Participants′ information such as age, pre-pregnancy weight, height, systolic blood pressure (SBP), diastolic blood pressure (DBP), hemoglobin A1c (HbA1c), blood glucose levels (FPG, 1hPG, and 2hPG) and triglyceride (TG), total cholesterol (TC), low-density lipoprotein cholesterol (LDL-c), and high-density lipoprotein cholesterol (HDL-c) levels were collected from structured questionnaires and hospital medical records. Pre-pregnancy body mass index (BMI) was calculated as pre-pregnancy weight (kg) divided by the square of height (m).
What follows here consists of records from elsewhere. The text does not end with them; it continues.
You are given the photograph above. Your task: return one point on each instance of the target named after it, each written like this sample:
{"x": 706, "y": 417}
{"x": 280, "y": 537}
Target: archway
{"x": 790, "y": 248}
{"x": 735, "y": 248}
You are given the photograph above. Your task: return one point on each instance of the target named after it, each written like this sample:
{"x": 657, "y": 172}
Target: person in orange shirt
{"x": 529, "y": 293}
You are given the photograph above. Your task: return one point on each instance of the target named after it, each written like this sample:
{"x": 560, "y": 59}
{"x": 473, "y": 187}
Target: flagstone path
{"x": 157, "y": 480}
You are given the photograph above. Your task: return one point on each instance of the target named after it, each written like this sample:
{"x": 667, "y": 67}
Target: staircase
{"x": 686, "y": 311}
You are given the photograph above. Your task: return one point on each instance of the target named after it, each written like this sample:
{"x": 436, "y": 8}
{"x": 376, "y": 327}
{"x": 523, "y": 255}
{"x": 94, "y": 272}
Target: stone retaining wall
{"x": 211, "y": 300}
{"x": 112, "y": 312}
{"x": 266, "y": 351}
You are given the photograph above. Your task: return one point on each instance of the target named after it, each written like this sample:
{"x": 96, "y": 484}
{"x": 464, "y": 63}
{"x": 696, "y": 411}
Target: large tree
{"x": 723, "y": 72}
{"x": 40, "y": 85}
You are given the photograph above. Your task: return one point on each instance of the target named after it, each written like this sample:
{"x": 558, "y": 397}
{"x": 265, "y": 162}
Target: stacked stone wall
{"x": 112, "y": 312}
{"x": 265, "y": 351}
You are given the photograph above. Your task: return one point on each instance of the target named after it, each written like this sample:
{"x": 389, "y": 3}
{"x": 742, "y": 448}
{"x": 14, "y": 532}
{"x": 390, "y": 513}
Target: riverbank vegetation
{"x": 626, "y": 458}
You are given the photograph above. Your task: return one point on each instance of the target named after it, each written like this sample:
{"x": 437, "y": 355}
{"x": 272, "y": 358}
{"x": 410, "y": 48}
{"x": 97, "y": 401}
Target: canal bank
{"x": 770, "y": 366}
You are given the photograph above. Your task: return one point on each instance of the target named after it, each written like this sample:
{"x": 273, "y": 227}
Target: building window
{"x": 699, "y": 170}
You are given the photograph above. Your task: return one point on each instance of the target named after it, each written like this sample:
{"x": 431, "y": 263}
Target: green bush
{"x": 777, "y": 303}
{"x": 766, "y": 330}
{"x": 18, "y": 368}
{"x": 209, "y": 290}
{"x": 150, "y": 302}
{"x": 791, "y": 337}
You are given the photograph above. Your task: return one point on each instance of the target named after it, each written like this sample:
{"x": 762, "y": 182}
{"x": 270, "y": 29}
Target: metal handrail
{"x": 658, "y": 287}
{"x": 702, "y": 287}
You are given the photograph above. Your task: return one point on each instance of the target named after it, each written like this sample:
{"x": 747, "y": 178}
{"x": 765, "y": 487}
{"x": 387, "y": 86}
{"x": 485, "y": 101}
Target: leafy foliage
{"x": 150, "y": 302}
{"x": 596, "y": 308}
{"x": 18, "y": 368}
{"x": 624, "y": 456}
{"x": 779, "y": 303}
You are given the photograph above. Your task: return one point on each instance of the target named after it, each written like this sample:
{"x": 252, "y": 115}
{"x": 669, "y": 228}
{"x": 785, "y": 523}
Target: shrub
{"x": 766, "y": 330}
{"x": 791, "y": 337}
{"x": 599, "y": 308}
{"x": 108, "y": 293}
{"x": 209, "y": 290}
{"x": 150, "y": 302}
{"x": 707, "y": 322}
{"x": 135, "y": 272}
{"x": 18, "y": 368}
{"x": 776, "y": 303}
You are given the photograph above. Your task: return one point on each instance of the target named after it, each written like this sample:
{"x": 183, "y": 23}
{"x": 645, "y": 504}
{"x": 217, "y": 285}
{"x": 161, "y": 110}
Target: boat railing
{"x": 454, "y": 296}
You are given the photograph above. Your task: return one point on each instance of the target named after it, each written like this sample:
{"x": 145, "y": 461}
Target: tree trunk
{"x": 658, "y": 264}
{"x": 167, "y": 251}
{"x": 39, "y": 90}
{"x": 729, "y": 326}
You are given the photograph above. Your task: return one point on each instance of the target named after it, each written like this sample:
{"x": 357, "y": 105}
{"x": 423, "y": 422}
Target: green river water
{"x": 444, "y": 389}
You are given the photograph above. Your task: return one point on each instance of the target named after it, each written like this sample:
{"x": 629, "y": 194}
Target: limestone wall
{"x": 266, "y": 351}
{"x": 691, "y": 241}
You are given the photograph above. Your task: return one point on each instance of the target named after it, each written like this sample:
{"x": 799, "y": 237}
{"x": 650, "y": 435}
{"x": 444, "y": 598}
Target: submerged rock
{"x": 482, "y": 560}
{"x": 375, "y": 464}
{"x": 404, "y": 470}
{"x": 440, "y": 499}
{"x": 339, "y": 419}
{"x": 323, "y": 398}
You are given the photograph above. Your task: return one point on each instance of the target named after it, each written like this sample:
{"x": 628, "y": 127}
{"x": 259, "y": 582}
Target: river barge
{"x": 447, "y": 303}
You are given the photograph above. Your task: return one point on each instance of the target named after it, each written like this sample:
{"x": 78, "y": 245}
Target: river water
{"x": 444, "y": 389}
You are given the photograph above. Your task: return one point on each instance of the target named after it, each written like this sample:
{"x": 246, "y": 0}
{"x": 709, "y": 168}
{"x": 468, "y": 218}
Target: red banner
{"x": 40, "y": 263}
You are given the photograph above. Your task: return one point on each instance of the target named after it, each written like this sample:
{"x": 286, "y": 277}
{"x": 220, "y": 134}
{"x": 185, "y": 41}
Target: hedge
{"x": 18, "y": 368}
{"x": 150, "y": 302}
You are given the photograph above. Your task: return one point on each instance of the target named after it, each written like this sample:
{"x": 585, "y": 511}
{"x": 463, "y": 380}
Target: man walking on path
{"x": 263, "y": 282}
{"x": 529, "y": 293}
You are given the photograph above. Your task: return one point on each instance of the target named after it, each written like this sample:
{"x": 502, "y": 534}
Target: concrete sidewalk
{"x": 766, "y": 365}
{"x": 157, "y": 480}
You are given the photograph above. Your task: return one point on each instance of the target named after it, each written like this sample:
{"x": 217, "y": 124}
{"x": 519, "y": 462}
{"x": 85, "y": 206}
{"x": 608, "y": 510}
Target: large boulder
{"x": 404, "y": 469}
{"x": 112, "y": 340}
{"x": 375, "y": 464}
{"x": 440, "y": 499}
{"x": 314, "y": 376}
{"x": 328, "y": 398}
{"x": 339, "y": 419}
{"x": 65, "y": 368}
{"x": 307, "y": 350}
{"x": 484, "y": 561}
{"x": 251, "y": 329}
2.3 Genomic DNA extraction

The genomic DNA was extracted from EDTA-treated peripheral whole blood using the Aidlab DNA extraction kit (Aidlab Biotechnologies Co., Ltd, China) and stored at −80°C before polymerase chain reaction (PCR).
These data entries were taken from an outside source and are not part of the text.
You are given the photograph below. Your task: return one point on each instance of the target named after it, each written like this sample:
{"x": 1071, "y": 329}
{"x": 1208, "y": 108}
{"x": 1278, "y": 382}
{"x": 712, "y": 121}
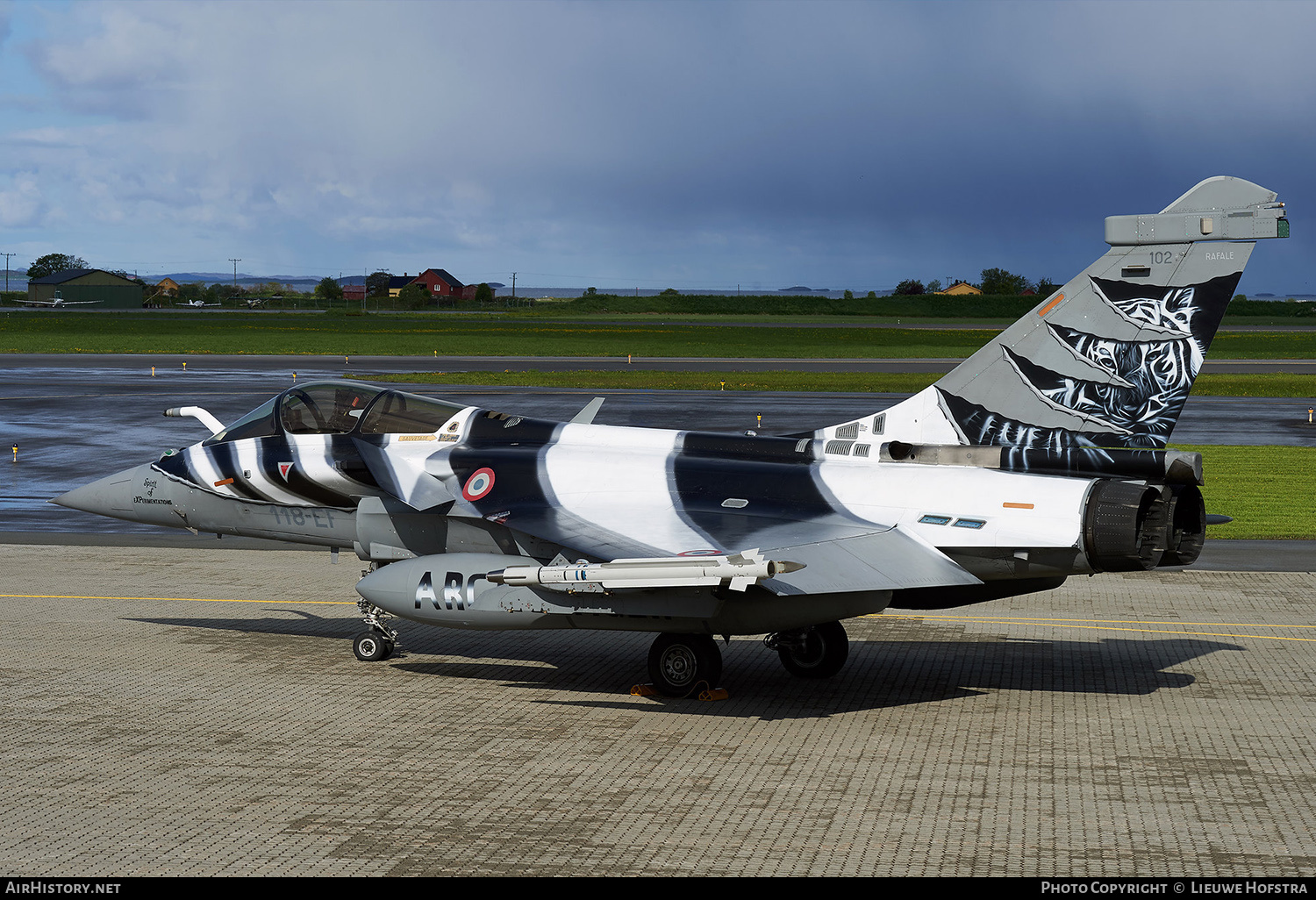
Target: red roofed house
{"x": 440, "y": 283}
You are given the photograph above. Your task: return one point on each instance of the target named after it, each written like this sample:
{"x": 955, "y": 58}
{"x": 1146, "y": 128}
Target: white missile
{"x": 740, "y": 570}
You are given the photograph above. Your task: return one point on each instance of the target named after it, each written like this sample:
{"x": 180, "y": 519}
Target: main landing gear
{"x": 681, "y": 665}
{"x": 813, "y": 652}
{"x": 376, "y": 642}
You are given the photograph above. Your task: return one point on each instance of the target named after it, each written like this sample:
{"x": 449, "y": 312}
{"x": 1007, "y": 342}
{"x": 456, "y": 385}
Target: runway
{"x": 199, "y": 712}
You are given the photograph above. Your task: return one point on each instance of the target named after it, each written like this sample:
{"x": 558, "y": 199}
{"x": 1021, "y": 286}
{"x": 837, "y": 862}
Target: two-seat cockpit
{"x": 340, "y": 408}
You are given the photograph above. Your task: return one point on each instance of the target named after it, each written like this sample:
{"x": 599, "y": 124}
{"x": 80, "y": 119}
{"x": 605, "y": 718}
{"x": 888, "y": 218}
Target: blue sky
{"x": 841, "y": 145}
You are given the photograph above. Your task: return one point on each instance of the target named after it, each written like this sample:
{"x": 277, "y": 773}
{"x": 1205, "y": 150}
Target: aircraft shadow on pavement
{"x": 878, "y": 674}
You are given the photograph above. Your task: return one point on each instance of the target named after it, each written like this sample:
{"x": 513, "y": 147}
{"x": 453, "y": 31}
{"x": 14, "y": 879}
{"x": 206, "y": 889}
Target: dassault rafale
{"x": 1040, "y": 457}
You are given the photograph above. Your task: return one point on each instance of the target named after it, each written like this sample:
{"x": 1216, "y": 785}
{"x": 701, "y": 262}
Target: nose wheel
{"x": 371, "y": 646}
{"x": 378, "y": 641}
{"x": 681, "y": 665}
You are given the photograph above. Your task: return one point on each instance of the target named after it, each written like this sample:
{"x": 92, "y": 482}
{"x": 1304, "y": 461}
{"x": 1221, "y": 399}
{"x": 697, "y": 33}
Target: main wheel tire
{"x": 823, "y": 655}
{"x": 371, "y": 646}
{"x": 682, "y": 663}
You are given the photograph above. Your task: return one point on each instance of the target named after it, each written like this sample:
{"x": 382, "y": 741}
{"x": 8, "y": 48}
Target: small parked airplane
{"x": 1042, "y": 455}
{"x": 60, "y": 303}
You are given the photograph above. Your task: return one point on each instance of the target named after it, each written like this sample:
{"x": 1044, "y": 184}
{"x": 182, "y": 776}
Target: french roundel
{"x": 478, "y": 484}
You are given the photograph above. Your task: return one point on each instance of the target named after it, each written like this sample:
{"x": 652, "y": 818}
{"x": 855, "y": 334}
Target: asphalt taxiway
{"x": 199, "y": 712}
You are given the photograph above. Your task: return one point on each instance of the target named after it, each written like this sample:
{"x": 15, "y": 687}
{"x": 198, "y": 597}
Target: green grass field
{"x": 1268, "y": 489}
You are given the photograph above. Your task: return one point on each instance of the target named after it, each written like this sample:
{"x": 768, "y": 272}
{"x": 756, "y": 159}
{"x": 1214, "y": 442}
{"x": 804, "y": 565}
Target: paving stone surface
{"x": 199, "y": 712}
2.4 Candidate variants selection and genotyping

After conducting Infinium Asian Screening Array (ASA, Illumina) BeadChip analysis on 96 cases of GDM and controls, a series of genetic variants were detected at the test level of 10−4 (Figure 2). Candidate genetic variants must meet the following conditions: located in the current functional region of the genome, such as transcription factor binding sites (TFBS), splicing sites (SS), and miRNA binding sites (MBS); the minimum allele frequency (MAF) in the Chinese Han population in Beijing (CHB) is greater than 5%; and the linkage disequilibrium (LD) coefficient r2 between variants is less than 0.8. If r2 > 0.8, only TagSNP is selected. Finally, five functional polymorphisms were selected, of which four (rs4134819, rs720918, rs11109509, and rs12524768) were located at TFBS, and one (rs2034410) was located at miRNA binding sites (Supplementary Table S1).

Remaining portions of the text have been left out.